After that, you could carry the phone wherever you went. Phones became rootless, belonging nowhere, released not only from the downstairs hall table but from any particular locale whatsoever.
Soon, we were rootless in our written communications, too. Emails, texts and tweets replaced handwritten letters, home addresses became irrelevant and even, in most cases, unknown. Some people were barely aware of their OWN surface addresses. Fountain pens became museum pieces. And because dialling was now merely pressing a button, no-one knew anyone’s phone number by heart, including their own.
High technology slowly rendered us ignorant; vast swathes of us on trains, buses and even on foot drifted through journeys staring empty-eyed into small screens, increasingly unaware of any other reality. We became automatons.
Lovers sitting opposite one another no longer stared deep into each other’s eyes but remained glued to their own small, illuminated screens. No one noticed the passing seasons, the shape of clouds, dawn, dusk, falling leaves, birds in trees, nodding flowers, grass rippling in the wind, the lap of water at the lakeside.
Their ears plugged with headphones, no-one heard the wind’s sigh, the lonely cry of a seagull, the roar of a waterfall, the delivery boy’s whistle, the thrum-thrum of the passing train. Most conversation simply disappeared.

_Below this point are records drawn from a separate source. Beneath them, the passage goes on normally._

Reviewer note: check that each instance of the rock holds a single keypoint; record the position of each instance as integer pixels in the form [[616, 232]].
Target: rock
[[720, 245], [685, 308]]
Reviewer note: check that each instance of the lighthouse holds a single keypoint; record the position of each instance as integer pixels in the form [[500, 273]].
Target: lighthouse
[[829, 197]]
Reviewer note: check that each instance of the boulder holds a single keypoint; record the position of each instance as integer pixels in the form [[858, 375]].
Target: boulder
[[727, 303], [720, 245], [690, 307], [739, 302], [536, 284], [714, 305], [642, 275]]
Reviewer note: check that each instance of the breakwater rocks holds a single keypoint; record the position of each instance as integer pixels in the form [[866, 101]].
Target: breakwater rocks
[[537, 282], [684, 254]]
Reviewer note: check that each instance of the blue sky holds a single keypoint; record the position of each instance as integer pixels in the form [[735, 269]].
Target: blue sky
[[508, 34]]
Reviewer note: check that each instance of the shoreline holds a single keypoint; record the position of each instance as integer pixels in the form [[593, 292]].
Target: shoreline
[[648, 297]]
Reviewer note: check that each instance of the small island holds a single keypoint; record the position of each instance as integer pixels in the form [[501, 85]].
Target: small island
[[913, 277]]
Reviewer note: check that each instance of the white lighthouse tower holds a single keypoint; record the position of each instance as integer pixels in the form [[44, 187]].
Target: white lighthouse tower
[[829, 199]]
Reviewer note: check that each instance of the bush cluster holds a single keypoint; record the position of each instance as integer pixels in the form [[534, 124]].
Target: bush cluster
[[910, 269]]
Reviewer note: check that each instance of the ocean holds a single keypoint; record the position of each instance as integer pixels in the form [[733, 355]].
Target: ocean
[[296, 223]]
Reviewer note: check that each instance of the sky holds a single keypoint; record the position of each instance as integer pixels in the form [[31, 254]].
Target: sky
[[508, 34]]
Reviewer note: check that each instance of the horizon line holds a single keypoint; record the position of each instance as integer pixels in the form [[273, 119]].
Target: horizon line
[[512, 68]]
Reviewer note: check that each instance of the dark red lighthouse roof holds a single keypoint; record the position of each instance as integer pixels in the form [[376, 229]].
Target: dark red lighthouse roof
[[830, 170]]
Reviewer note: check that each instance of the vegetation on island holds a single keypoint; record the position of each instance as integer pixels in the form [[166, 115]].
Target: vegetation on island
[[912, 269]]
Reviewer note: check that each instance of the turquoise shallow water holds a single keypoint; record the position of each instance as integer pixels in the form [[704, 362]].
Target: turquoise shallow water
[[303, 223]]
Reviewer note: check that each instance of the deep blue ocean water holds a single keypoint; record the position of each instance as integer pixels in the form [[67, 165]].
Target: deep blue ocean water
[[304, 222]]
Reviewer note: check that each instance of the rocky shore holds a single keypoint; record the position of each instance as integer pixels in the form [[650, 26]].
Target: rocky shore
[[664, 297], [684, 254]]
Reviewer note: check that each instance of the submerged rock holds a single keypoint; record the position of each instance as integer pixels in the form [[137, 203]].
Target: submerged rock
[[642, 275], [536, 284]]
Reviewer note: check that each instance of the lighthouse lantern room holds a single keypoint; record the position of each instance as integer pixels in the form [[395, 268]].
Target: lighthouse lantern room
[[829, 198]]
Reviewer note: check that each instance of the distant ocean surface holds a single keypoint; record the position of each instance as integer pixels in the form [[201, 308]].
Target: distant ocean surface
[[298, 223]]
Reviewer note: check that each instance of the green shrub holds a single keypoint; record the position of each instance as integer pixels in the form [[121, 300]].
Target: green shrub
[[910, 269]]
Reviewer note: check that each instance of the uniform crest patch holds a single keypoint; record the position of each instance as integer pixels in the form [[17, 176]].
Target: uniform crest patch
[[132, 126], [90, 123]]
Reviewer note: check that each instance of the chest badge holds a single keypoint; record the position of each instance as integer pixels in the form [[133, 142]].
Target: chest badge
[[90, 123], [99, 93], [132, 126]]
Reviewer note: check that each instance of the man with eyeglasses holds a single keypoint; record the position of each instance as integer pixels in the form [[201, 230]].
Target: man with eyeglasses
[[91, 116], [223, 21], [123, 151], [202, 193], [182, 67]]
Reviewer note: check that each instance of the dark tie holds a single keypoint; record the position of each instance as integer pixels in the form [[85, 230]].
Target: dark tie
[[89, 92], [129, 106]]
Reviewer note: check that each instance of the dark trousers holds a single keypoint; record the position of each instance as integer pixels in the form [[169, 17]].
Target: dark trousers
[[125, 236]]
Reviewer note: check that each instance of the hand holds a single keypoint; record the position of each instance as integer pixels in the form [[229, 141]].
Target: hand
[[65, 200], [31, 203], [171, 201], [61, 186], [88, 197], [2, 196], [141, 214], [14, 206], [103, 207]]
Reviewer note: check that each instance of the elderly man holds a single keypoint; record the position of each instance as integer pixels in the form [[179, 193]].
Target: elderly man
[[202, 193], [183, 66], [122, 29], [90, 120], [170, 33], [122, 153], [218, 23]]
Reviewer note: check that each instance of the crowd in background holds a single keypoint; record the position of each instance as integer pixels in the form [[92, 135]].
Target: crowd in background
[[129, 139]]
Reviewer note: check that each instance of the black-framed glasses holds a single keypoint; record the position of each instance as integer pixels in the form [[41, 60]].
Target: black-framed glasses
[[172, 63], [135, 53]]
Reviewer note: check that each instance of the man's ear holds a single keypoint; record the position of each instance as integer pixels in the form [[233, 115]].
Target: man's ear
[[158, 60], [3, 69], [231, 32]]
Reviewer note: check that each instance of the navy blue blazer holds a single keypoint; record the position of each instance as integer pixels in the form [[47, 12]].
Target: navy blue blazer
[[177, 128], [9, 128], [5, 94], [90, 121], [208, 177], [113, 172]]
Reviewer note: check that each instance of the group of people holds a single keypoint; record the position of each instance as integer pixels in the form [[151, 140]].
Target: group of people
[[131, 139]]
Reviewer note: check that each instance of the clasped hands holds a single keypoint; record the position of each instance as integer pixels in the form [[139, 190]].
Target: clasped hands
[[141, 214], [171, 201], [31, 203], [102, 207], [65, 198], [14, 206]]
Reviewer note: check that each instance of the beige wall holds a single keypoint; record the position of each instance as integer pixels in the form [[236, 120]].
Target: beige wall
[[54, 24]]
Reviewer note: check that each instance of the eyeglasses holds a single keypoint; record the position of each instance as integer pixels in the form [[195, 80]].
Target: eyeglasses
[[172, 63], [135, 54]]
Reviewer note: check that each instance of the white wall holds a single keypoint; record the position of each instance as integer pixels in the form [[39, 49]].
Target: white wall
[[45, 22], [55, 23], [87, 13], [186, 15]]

And all this, you see, because some hi-tech fool freed the phone from its curly-wurly flex.
As a sage once said, be careful what you wish for. . .
Aha! Yet more words of wisdom, and if the telephone on the hall table is remembered, then the writer must be a young museum enthusiast or one of a certain age!! Thing is , i am over a certain age & I like my IPhone, camera, store of best pics of grandchildren, and Madman across the Water (ie latest download) and up to date match report, Shrewsbury v Bolton Wanderers. The hall table phone, Brentwood 580? Yep, museum!